2. A Tukey-FFT-filtered version of the empirical data. I made the choice of window shape and default width based on this work. I don't know how much investment was made in tuning that filter, or how it may behave in comparison to what NORDIC has in place.

6. • Just to be clear, I don't think this is effective k-space data, but that's what the variable names in the original code seem to imply.

I believe that anywhere "k-space" is referenced in any work that does not explicitly denoise data prior to multi-coil reconstruction, you should just think of it as "FFT-transformed data".

7. Estimate the g-factor map from the k-space data.
   AFAICT, the g-factor map is the noise variance map from running MP-PCA on this version of the data.

If that's what they're doing, then I suspect that referring to such data as strictly a g-factor map is potentially erroneous. In particular, the "Prescan normalise" filter commonly utilised on Siemens scanners produces a strong noise nonstationarity, since it's essentially a multiplicative B1- bias field correction. So talking more generally, this is something like a "noise level map".

If that interpretation is correct, then my current solution facilitates (though does not yet expedite) a similar approach. One can take a noise level map estimated through one run of MP-PCA (eg. new dwi2noise command), and use that to modify a subsequent dwidenoise execution, scaling voxel intensities to correct for within-patch noise level variation.
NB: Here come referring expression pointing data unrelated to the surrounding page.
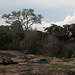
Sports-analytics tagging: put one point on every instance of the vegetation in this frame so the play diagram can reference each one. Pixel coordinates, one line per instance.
(62, 66)
(3, 70)
(25, 18)
(55, 41)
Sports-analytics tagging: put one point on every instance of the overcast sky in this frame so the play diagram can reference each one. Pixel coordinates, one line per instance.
(54, 11)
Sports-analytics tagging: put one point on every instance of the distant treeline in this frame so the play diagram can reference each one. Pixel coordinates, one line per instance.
(55, 41)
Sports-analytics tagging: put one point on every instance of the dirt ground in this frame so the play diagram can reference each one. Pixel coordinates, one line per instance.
(32, 65)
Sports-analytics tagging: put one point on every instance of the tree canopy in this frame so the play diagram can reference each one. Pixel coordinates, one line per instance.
(25, 18)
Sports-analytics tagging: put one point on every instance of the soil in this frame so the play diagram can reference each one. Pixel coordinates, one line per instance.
(28, 64)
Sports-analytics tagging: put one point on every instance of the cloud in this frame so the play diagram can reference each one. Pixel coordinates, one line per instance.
(36, 3)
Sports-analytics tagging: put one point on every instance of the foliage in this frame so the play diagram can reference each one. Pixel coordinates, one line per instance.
(62, 66)
(3, 70)
(25, 18)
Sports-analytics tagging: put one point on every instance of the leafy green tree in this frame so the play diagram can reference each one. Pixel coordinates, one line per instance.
(49, 29)
(25, 18)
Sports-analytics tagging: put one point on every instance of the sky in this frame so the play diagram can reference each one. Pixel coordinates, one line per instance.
(59, 12)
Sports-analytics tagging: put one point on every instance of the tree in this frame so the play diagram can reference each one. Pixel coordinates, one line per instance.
(25, 18)
(49, 29)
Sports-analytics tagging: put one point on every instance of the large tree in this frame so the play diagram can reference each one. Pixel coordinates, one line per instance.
(25, 18)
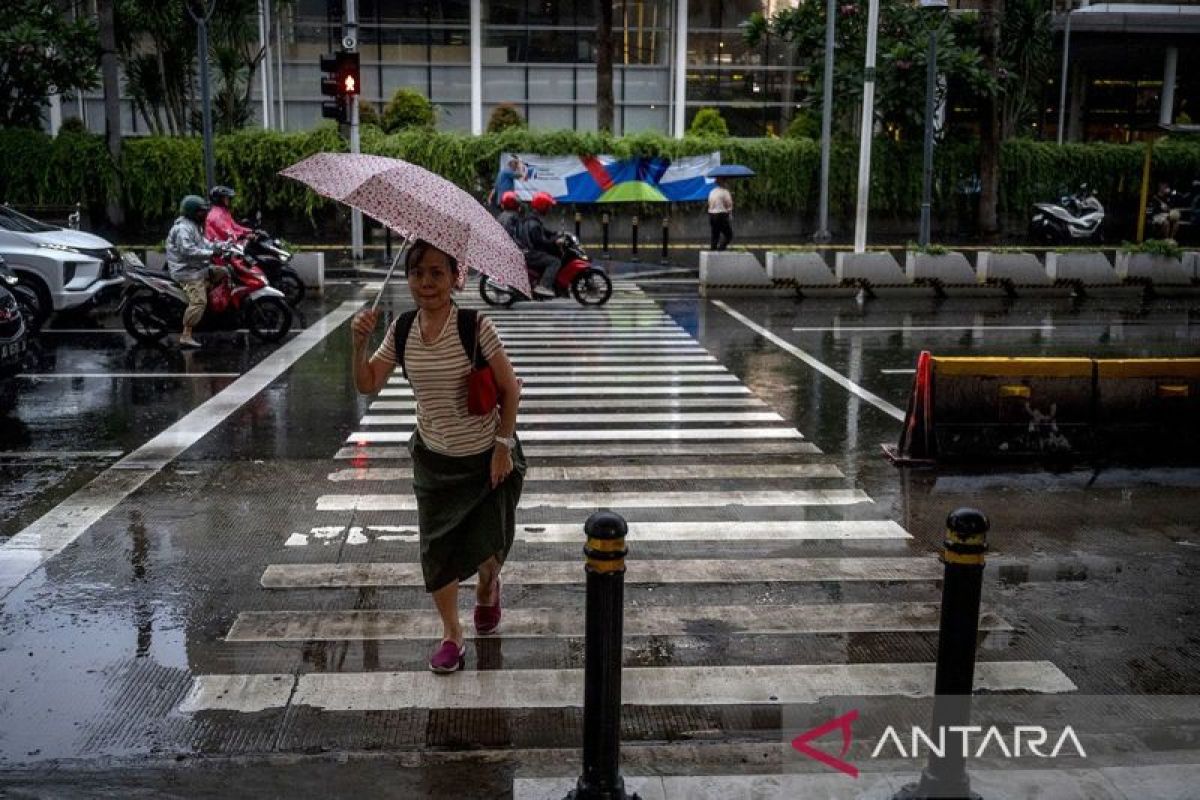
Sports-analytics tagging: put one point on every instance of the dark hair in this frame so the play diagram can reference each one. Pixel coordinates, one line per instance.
(419, 248)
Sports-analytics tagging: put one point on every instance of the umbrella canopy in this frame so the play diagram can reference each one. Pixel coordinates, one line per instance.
(633, 192)
(418, 204)
(731, 170)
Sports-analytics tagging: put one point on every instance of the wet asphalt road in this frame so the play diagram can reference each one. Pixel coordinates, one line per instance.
(1093, 567)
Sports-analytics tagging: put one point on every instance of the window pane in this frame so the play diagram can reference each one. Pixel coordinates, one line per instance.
(547, 83)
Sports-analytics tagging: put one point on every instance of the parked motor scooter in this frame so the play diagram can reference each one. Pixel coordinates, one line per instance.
(153, 306)
(1077, 218)
(577, 277)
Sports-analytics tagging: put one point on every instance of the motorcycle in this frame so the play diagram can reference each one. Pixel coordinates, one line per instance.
(579, 278)
(153, 306)
(28, 302)
(275, 260)
(1075, 218)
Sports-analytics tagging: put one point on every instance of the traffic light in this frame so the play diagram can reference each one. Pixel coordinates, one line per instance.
(331, 86)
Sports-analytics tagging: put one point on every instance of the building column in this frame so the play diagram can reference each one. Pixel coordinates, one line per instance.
(681, 68)
(1167, 101)
(477, 67)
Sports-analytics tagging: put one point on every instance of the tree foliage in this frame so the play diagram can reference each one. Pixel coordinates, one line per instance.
(408, 108)
(42, 52)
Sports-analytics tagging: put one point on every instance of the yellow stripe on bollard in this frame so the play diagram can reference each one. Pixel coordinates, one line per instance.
(1000, 367)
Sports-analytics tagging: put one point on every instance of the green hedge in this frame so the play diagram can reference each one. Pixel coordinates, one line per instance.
(156, 172)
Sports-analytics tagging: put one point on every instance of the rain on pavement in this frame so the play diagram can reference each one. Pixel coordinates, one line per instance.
(216, 621)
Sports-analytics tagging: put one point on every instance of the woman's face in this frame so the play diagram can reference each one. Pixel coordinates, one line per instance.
(431, 280)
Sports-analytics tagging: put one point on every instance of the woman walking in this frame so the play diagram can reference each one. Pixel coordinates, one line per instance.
(467, 469)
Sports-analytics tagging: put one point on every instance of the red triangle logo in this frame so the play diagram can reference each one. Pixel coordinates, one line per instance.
(841, 723)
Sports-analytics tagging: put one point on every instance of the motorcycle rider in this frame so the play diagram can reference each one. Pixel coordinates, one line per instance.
(220, 224)
(510, 217)
(544, 254)
(189, 256)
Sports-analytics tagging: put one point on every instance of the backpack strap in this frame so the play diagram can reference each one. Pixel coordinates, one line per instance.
(403, 328)
(468, 334)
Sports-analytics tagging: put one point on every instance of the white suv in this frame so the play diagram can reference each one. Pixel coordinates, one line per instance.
(67, 269)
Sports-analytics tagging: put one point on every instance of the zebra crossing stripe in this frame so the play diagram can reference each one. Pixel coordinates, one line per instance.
(619, 379)
(642, 620)
(610, 419)
(617, 500)
(611, 403)
(658, 686)
(622, 434)
(607, 390)
(676, 571)
(630, 449)
(622, 473)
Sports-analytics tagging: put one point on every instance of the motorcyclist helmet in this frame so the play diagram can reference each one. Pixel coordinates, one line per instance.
(543, 202)
(221, 194)
(193, 205)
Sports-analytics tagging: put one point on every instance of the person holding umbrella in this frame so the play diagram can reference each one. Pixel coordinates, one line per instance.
(468, 470)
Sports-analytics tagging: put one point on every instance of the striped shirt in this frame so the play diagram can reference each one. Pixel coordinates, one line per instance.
(438, 374)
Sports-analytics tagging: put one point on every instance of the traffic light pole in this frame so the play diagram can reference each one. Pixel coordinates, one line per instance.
(351, 43)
Eventually I want to integrate into dwidenoise an iterative approach that integrally estimates and refines this map.

18. Rescale the denoised data by the g-factor map, then the filtered phase, then the "absolute scale" from step 3.

In my latest dwidenoise code at #3029 I chose to collapse this all into the concept of "preconditioning". Demeaning, phase demodulation, and noise nonstationarity, are all estimated from the data, their inverse is applied to the data prior to denoising, and then they are re-applied to the denoised data.

I'm a little confused by the choice of operation 3. though. To me the minimal non-zero value in the first volume feels arbitrary. I can imagine something like trying to get hard-coded parameters to result in comparable manifest behaviour even where different input datasets encode numerical values across different orders of magnitude, but even then it feels like the wrong operation. But I could well be missing something.